Ejara, is an investment and saving platform on your mobile phone, where you buy and store cryptocurrencies. Eventually Ejara will also offer tokenized assets to be stored and traded. Ejara is build to be uniquely tailored for the African market. Last year, they took first place in the IDEO - Coinlist Hackathon in the category "Tezos projects". Ejara "soft-launched" mid February this year for Cameroon users.
Ejara is non-custodial. This means that you, and only you hold the private key of your funds. This makes the wallet safer in the sense that there is no centralized party that can be hacked. (Custodial wallet services don't provide their users their private keys and store these keys on servers. So your funds is literally in their custody. Just like funds that you store on centralized exchanges.) The security of your funds is in your hands. This is commonly experienced as a positive, but the downside is the fact that if you lose your keys, you lose your funds. This is however in the line with the philosophy of cryptocurrency. You truly own your funds yourself, it is stored straight on the Tezos blockchain and you do not need to trust any third party. And as long as you store your mnemonic phrase somewhere safe, you will always be able to access your funds on a different or new device, even if you lose your phone.

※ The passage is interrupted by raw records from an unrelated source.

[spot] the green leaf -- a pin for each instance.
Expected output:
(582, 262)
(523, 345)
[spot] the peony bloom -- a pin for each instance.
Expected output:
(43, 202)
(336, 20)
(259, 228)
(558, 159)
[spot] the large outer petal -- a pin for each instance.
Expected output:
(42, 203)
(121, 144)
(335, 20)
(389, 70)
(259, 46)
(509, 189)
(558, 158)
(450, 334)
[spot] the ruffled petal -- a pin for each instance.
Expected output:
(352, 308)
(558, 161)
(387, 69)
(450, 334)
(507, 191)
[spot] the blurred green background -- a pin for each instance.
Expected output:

Working with Mnemonic phrases on mobile devices isn't ideal though. So that would be a downside for non-custodial apps on your phone or tablet. Especially if you store different assets of different blockchains in your wallet, which means you'd need different Mnemonics for each. Ejara is working on a Tezos-based smartcontract set that will make it possible to work with a username and password instead of these long and difficult to remember Mnemonic phrases or Private keys. Read more about the technical side of this solution here.
"We believe it is much more flexible and the use of username and password is also an attractive proposition for a great user experience. We are currently finalizing the smart contract test on carthagenet and planning the integration into Ejara for the benefits of our customers."